For a flow group, the tracked content is everything you would expect to see when reviewing a teammate's flow:

  • Flows, their ordered HTTP steps, and the relationships between steps.
  • Variable extractions, pre- and post-step scripts, and flow-level Before All / After All lifecycle scripts.
  • Assertions attached to steps — structure, operators, expected values.
  • The environment layout: which variables exist, what source they pull from, and their plain-text values where plain-text is explicitly chosen.

For a load-test spec group, the same idea applies plus the load-specific pieces:

  • Specs, their ordered steps, and per-test-type configurations (Load / Stress / Spike / Soak / Custom).
  • Thresholds — pass / fail rules on percentile response time, error rate, and throughput.
  • Before All / After All lifecycle scripts and per-step pre- and post-scripts.
  • The spec group's environment layout, same shape as flow-group environments.

What Is Not Versioned

The following categories are explicitly excluded from the tracked tree. None of them are committed even once — not in the first commit, not in any later commit. Cloning the repository on a new machine will leave every one of them blank, which is by design: the new user fills them in with their own values.

  • Authentication credential values: Basic Auth passwords, Bearer token values, API key values, OAuth / OIDC client secrets, and every other secret collected on an Auth tab. What is committed is the metadata — which auth type the step uses, the names of the fields, and any non-secret configuration like endpoint URLs. The secrets themselves are not.
  • OS Secret environment variable values: variables whose source is set to OS Secret are backed by the operating system's keychain. Only their key names and their source type are committed. At run time Tigrister asks the OS for the actual value each time it is needed; the values never pass through the repository.
  • Vault environment variable values: variables whose source is Vault store only the vault reference (the path and the field name) in the tracked file. The actual secret is fetched from the Vault instance at run time with the user's own Vault credentials.
  • Git remote access tokens: every token you enter in the Setup Wizard, in the Clone dialog, in Quick Connect, or in the Token Required dialog is written into the operating system's keychain — never into any tracked configuration. A cloned copy of the repository on another machine starts with no tokens at all.
  • Licence and activation state: your Tigrister licence lives outside the group folder entirely, so it is structurally impossible for the Git panel to commit it. Nothing about your licence is included in any commit.
  • Run outputs and local caches: transient data produced by running flows or load tests — recorded responses, per-run metrics, temporary files — is kept out of the tracked tree. What you share with teammates is the definition, not past run results.

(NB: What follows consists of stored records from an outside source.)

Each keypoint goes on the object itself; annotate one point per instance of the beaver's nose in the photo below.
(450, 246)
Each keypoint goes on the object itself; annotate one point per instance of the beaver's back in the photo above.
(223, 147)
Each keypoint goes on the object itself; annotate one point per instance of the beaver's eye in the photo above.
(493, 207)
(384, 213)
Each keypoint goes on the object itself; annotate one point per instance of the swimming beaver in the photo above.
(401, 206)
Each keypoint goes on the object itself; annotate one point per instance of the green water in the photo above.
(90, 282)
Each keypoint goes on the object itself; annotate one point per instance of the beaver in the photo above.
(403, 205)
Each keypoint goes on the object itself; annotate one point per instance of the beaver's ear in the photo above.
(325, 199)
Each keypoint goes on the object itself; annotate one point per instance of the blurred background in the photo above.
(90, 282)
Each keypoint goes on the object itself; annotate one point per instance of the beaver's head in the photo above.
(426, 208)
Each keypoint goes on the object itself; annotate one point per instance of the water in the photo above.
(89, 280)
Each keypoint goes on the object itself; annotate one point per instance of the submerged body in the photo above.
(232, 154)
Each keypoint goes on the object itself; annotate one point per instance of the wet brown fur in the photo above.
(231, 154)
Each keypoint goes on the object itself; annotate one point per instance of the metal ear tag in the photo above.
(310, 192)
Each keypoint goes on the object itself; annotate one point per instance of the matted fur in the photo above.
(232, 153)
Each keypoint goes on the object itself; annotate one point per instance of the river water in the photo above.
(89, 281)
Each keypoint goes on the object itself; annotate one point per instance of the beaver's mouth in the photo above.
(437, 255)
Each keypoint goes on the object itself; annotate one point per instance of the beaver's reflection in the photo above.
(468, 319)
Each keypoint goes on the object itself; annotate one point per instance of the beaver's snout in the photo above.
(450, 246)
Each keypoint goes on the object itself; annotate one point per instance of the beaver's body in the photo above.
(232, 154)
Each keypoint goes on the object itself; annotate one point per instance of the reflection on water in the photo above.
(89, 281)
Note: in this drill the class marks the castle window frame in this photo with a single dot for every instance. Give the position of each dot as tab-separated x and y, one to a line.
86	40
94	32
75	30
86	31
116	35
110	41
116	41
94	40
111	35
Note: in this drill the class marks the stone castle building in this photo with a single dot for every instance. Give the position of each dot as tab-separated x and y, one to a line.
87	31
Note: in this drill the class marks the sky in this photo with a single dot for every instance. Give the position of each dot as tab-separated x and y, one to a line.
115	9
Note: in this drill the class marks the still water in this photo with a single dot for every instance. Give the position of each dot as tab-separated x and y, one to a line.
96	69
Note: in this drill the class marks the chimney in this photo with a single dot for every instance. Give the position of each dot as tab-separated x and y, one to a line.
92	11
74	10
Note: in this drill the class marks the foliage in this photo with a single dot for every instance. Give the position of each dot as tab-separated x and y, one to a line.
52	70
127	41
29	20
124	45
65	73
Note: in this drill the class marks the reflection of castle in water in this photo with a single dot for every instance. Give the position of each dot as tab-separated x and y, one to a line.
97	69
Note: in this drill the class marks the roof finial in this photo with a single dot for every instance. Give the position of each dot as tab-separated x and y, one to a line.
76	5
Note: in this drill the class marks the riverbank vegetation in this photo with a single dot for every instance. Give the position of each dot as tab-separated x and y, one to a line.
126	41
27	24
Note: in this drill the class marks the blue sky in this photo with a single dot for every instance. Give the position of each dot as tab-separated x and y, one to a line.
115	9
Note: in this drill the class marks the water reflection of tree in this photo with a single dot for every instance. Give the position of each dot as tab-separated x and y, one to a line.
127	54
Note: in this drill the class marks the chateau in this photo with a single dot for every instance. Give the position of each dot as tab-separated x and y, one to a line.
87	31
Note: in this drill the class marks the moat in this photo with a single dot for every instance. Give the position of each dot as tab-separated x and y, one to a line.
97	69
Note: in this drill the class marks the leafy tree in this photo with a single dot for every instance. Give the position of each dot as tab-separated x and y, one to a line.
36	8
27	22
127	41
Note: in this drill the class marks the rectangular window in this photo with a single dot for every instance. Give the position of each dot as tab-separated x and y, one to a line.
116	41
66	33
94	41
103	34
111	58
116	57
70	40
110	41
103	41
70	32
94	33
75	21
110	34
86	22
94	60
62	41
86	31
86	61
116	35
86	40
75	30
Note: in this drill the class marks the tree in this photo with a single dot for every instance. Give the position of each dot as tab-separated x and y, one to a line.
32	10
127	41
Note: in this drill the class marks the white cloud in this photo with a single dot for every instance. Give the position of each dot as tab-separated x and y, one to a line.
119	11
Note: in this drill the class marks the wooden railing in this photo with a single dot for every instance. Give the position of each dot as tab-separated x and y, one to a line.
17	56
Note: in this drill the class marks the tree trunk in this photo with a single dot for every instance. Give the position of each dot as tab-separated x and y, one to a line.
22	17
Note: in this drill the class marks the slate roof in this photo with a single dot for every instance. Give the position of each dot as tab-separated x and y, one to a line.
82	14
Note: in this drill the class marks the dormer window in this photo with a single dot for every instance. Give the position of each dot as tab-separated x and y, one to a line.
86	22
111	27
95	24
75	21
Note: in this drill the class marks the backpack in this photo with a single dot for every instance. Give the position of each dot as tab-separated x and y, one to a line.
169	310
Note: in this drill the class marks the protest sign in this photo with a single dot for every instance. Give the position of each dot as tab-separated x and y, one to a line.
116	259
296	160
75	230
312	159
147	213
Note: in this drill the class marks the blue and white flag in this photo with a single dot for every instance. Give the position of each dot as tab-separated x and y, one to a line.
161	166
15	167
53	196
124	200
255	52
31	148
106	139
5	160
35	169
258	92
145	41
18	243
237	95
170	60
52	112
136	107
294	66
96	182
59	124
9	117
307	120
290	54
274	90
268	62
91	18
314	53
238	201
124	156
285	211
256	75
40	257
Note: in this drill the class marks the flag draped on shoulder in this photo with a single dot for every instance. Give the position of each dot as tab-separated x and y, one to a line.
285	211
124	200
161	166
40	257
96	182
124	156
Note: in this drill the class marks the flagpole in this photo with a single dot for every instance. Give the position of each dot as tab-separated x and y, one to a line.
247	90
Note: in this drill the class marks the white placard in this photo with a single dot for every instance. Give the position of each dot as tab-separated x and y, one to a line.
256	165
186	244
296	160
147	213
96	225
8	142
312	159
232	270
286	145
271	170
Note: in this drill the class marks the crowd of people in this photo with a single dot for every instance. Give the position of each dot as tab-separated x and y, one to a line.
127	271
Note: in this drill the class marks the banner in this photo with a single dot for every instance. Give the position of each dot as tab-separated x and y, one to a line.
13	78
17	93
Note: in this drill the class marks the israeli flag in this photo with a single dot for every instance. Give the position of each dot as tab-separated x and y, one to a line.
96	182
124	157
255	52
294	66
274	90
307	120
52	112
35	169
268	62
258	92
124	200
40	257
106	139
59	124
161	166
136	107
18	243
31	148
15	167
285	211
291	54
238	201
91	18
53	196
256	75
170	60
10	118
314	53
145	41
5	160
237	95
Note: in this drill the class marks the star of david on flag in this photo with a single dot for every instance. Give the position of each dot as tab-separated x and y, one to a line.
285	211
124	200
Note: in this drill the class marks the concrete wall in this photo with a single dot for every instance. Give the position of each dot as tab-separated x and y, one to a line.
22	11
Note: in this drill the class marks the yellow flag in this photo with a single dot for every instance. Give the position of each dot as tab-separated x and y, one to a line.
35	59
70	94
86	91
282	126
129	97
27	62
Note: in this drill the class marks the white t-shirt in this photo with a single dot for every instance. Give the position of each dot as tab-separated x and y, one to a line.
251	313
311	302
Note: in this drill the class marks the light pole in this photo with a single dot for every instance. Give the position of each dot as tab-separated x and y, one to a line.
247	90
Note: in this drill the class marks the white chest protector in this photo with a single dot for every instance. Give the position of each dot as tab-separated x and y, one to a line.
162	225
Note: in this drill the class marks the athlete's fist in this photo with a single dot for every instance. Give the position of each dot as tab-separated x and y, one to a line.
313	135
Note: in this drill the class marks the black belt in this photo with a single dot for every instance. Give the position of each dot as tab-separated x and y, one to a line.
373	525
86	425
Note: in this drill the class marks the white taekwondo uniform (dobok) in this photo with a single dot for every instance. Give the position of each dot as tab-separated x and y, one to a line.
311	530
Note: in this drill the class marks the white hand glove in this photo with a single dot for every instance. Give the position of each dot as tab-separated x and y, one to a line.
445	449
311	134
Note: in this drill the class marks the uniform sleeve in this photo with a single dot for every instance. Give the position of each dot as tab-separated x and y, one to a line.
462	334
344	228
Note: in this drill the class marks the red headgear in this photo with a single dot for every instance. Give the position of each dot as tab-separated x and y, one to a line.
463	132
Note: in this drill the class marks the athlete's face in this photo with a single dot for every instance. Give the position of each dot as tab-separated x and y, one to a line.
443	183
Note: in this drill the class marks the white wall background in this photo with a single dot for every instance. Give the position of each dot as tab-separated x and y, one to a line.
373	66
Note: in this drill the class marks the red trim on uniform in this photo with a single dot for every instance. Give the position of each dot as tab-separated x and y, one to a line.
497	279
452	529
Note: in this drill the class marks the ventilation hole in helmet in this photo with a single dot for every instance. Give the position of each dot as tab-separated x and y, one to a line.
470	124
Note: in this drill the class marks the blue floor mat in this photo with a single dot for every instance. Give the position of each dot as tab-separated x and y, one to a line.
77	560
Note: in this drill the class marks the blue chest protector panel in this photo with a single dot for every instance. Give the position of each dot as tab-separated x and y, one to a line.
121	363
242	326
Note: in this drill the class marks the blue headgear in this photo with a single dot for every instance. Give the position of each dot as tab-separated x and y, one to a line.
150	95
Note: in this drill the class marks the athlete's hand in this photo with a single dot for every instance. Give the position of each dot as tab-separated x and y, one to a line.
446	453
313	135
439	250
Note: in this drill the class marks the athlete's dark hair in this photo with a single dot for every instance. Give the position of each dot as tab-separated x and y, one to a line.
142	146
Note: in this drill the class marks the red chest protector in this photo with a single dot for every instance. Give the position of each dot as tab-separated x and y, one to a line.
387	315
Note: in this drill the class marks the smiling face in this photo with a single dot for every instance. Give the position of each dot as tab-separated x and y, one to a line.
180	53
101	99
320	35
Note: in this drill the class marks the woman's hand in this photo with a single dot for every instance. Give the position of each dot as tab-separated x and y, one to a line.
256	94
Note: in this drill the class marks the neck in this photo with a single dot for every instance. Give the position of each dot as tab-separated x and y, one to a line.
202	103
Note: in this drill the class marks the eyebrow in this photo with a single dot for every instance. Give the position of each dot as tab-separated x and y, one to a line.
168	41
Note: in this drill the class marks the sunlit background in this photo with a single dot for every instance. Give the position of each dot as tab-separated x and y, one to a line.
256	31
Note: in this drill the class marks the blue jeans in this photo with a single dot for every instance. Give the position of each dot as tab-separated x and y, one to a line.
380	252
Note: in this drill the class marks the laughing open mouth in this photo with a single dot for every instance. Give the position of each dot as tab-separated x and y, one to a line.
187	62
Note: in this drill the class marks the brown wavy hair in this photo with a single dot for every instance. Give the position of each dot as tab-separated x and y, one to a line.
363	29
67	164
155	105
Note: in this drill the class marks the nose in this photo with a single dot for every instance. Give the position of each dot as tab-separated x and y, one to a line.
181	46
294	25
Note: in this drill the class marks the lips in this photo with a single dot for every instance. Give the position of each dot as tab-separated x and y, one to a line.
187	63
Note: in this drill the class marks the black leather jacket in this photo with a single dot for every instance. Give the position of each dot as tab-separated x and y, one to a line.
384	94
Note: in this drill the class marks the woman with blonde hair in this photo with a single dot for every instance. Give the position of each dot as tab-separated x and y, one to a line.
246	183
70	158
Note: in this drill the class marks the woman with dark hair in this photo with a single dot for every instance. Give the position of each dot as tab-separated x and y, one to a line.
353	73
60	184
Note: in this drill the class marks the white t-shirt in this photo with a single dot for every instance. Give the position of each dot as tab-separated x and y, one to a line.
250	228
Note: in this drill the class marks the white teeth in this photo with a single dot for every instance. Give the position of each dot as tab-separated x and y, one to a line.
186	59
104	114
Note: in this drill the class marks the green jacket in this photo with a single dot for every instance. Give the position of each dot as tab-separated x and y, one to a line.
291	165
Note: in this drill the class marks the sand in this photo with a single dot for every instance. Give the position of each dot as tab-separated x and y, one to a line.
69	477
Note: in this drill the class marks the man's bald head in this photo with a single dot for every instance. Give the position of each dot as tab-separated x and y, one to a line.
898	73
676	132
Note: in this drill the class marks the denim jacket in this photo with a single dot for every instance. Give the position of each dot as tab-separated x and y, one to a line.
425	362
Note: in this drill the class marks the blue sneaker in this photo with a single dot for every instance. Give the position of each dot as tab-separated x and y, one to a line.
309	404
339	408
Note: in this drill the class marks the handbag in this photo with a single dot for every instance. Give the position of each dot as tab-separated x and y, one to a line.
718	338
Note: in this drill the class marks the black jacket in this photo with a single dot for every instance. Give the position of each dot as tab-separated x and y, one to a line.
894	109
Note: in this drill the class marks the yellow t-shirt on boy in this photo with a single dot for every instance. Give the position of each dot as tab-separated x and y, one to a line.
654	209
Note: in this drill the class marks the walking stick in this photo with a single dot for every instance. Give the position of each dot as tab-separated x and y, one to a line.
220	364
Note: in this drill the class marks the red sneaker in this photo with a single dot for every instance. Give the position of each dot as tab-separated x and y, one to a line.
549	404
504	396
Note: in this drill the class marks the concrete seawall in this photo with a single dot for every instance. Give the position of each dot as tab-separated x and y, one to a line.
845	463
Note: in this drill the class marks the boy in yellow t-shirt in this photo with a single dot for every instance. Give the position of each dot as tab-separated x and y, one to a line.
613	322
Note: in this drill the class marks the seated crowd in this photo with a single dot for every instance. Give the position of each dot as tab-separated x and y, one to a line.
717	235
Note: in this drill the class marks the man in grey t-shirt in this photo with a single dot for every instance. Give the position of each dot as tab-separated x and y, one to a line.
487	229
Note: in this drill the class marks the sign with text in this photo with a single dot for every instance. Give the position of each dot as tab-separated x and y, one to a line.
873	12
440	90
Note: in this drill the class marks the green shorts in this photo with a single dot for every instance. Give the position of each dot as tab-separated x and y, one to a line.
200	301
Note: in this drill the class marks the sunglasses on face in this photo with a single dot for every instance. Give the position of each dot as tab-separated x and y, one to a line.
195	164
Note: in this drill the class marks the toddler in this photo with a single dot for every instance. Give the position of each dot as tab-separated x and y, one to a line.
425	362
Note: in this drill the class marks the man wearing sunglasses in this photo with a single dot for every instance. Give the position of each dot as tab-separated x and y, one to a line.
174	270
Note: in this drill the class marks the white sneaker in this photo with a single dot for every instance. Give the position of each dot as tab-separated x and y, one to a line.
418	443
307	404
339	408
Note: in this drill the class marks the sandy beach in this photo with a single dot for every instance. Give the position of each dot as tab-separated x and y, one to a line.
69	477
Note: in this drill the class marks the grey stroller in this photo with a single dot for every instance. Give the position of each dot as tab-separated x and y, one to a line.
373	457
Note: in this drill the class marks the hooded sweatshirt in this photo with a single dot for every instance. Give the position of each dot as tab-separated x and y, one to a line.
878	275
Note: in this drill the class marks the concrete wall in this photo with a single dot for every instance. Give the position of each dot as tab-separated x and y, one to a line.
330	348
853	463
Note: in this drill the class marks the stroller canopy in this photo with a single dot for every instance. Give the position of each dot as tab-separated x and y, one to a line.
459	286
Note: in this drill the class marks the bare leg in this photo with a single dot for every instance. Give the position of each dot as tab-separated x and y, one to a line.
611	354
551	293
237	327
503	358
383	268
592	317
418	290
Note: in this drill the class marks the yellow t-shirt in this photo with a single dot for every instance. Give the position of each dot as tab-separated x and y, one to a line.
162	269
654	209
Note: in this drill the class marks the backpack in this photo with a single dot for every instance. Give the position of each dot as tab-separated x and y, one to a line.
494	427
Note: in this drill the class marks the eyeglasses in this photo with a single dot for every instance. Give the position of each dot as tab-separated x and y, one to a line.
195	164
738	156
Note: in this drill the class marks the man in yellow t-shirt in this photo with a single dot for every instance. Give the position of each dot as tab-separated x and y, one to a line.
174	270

What This Means in Practice

  • Onboarding a teammate: they clone the group, open it in Tigrister, and see the same flows, steps, and assertions you see. Every credential field is empty. They fill in their own token, their own basic-auth password, or connect their own OS Secret / Vault entries — none of which ever travels through Git.
  • Diff reviews are safe: when you look at the diff of an Auth-tab change in the Changes or History section, you see structural changes ("auth type switched from Basic to Bearer"), not the secret values themselves. Pasting a diff into a code review tool does not leak anything.
  • Public repositories are an option: because nothing sensitive is ever committed, publishing a group on a public repository to share it with the open-source community is a deliberate choice rather than a risk audit exercise.
  • Environment switching stays private: the same spec group can point at a staging API for one user and at production for another simply by filling in environment variables with different values — all without ever touching the repository.